Difference between embedded chain and continuous-time Markov chain I am using the book Understanding Markov Chain by Nicolas Privault I start having some confusions when it comes to Continuous-Time Markov Chain.
As far as I understand, continuous-time Markov chain is quite similar to discrete-time Markov Chain, except some new formulas to find the stationary distribution by using the infinitesimal Matrix $Q$:$$\pi Q = 0$$
Continuous-Time Markov Chain

Embedded Chain (by considering only the jumps)

A Concrete example
Now, consider a birth and death process $X(t)$ with birth rates $\lambda_n = \lambda$ and death rates $\mu_n = n\mu$. Let $X_n$ be the embedded chain, prove that it has a stationary distribution
$$\pi_n=\frac{1}{2(n!)}(1+\frac{n}{\rho})\rho^ne^{-\rho}$$ where $\rho=\frac{\lambda}{\mu}$
My Insight
By writing out the infinitesimal Matrix and solve for $\hat{\pi} Q = 0$, we get a well known recursive relation for birth and death process.

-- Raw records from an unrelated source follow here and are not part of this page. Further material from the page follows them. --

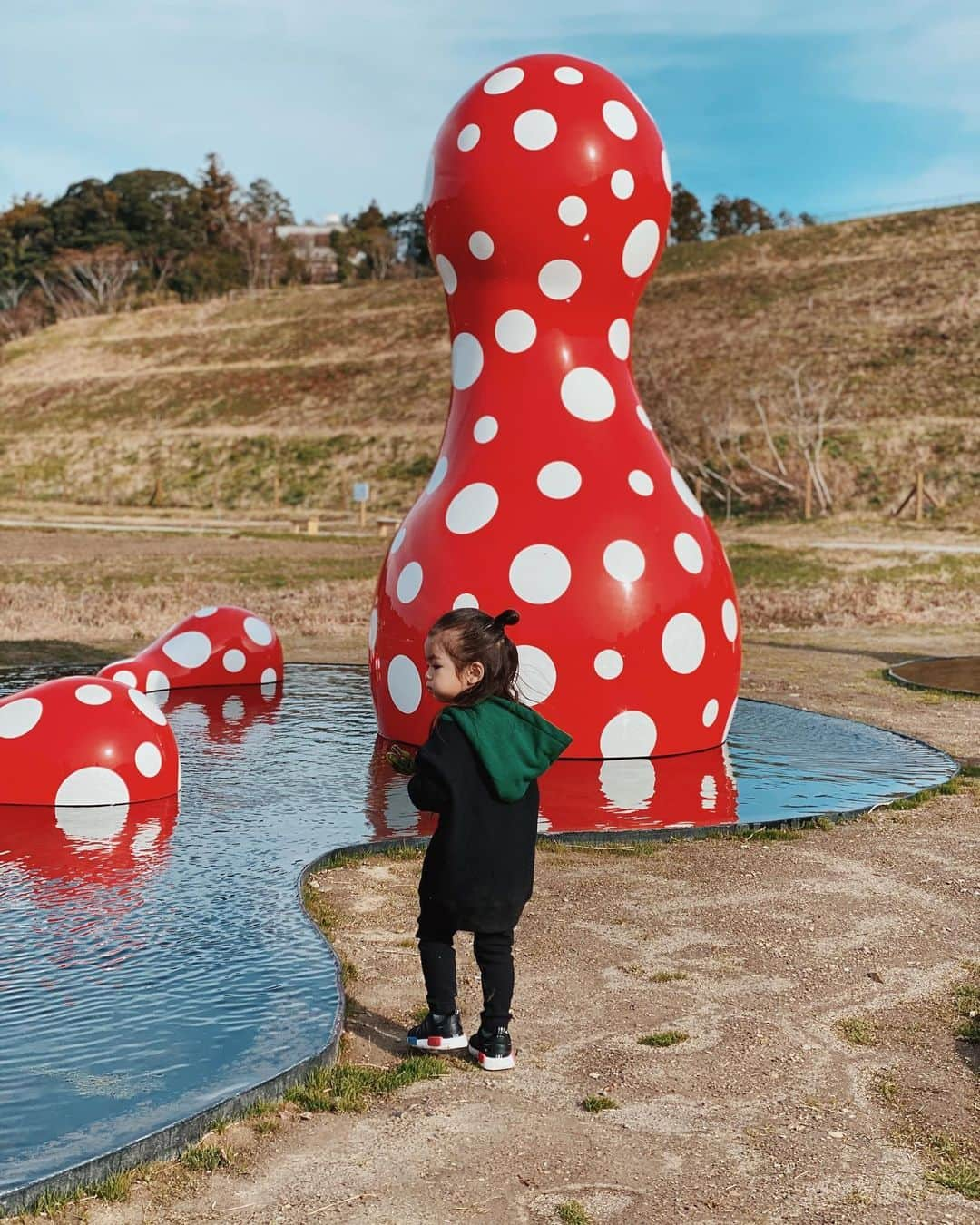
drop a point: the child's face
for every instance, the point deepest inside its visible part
(441, 678)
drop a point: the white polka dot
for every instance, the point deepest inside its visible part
(149, 707)
(559, 479)
(629, 734)
(485, 429)
(429, 181)
(18, 717)
(467, 360)
(682, 643)
(534, 129)
(608, 664)
(409, 582)
(480, 245)
(619, 119)
(233, 661)
(623, 561)
(627, 783)
(539, 573)
(93, 826)
(468, 137)
(567, 75)
(504, 80)
(149, 760)
(258, 630)
(641, 482)
(573, 211)
(472, 508)
(405, 683)
(588, 395)
(514, 331)
(435, 480)
(622, 184)
(729, 620)
(157, 681)
(619, 338)
(93, 695)
(689, 554)
(190, 650)
(447, 275)
(640, 249)
(686, 496)
(92, 784)
(559, 279)
(536, 674)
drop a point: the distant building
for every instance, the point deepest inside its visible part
(311, 245)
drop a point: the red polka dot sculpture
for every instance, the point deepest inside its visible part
(79, 741)
(548, 202)
(214, 646)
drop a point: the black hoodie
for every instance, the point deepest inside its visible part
(479, 772)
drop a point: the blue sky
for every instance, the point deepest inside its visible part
(836, 109)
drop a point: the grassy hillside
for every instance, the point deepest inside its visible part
(296, 394)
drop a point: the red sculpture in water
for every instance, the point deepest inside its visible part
(548, 202)
(214, 646)
(84, 742)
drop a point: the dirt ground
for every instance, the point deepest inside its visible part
(766, 1112)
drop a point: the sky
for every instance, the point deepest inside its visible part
(838, 109)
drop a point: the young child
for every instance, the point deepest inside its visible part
(479, 772)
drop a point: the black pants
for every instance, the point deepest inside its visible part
(493, 951)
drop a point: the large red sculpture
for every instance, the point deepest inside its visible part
(84, 742)
(548, 202)
(222, 646)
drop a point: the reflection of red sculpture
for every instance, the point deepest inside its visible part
(548, 207)
(83, 741)
(226, 717)
(113, 846)
(689, 790)
(214, 646)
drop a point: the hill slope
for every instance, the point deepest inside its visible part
(324, 385)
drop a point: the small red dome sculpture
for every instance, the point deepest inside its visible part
(214, 646)
(80, 742)
(548, 203)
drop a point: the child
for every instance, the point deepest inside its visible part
(479, 772)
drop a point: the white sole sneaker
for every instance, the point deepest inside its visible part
(489, 1063)
(435, 1044)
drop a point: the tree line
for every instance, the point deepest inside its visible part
(154, 235)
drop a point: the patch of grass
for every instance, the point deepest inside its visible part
(350, 1088)
(599, 1102)
(664, 1038)
(573, 1213)
(857, 1031)
(203, 1157)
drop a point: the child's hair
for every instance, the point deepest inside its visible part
(469, 636)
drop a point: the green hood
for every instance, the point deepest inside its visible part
(514, 744)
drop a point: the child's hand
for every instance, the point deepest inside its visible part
(401, 761)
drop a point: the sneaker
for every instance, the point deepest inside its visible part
(438, 1032)
(492, 1049)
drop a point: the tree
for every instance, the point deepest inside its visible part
(686, 216)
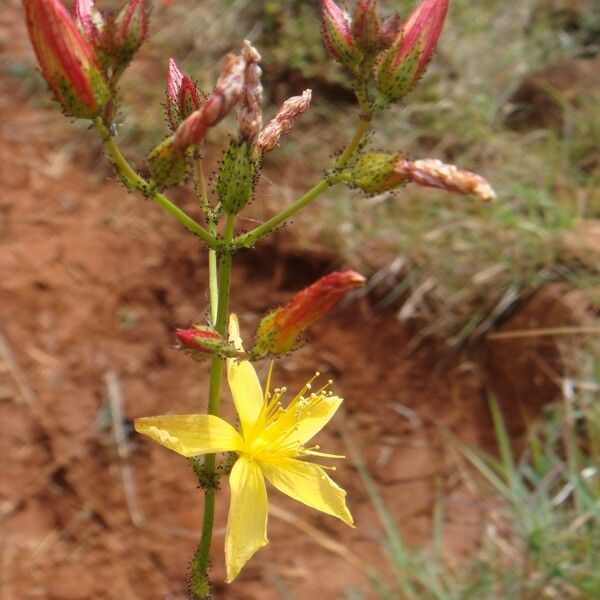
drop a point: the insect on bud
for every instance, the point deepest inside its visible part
(66, 59)
(400, 67)
(237, 176)
(219, 104)
(200, 341)
(167, 166)
(375, 173)
(366, 28)
(337, 35)
(430, 172)
(183, 96)
(279, 330)
(283, 121)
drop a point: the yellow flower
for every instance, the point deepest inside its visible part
(269, 444)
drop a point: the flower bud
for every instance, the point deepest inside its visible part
(400, 67)
(279, 330)
(183, 96)
(430, 172)
(219, 104)
(375, 173)
(283, 121)
(249, 110)
(66, 59)
(115, 38)
(200, 341)
(132, 29)
(237, 177)
(167, 166)
(89, 19)
(337, 35)
(366, 28)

$$\hat{\pi}_n = \frac{\lambda^{n}}{\mu^{n}n!}\hat{\pi}_0$$ 
Since a stationary distribution sums up to 1, we need to normalize $\hat{\pi}_n$ in order to get the real $\pi_n$. So we have:
$$\pi_n = \frac{\hat{\pi}_n}{\sum_{i=0}^{\infty}\hat{\pi}_i}$$
Since $\hat{\pi}_0$ appears on both numerator and denominator, we can cancel them out. Also notice that the denominator is actually the Talyor expansion for $e^{\rho}$. Therefore, I got
$$\pi_n=\frac{\rho^n}{e^{\rho}(n!)}$$.
Which is quite similar to the target that we want. But the problem is where are the missing terms? How do we get them back?
 A: First we compute the stationary distribution of $X(t)$. We have the balance equations
\begin{align}
\lambda\pi_0 &= \mu\pi_1\\
&\;\;\vdots\\
\lambda\pi_n &= n\mu\pi_{n+1},\quad n\geqslant 1
\end{align}
from which we have the recurrence $\pi_n = \left(\frac\lambda\mu\right)^n\frac1{n!}\pi_0$. From $\sum_{n=0}^\infty \pi_n = 1$ we have
$$1 = \pi_0\sum_{n=0}^\infty\left(\frac\lambda\mu\right)^n\frac1{n!},
$$
hence $\pi_0=e^-\frac\lambda\mu$ and $$\pi_n = \exp{\left(-\frac\lambda\mu\right)}\left(\frac\lambda\mu\right)^n\frac1{n!}.$$
Now consider the embedded chain $X_n$. We have transition probabilities
$$
\mathbb P(X_{n+1}=j\mid X_n=i) = \begin{cases}
1,& i=0,j=1\\
\frac\lambda{\lambda+(n-1)\mu},&i>0,j=i+1\\
\frac{n\mu}{\lambda+ n\mu},& i>0,j=i-1
\end{cases}
$$
Derive the balance equations and find a recurrence for $\pi_n$ in terms of $\pi_0$, then solve for $\pi_0$ to determine $\pi_n$.
A: In order to find the stationary distribution of the embedded chain one can use the discrete-time transition matrix P of the embedded chain, see for example page 251 of the book you mentioned.
The nth row of this discrete-time transition matrix P reads 
$\cdots$ 0 $\frac{n}{n+\rho}$ 0 $\frac{\rho}{\rho+n}$ 0 $\cdots$
One can then check that the proposed solution solves the stationarity equation $\pi = \pi P$ for the discrete-time embedded chain. 
Note that the equation $\pi Q=0$ is not satisfied here.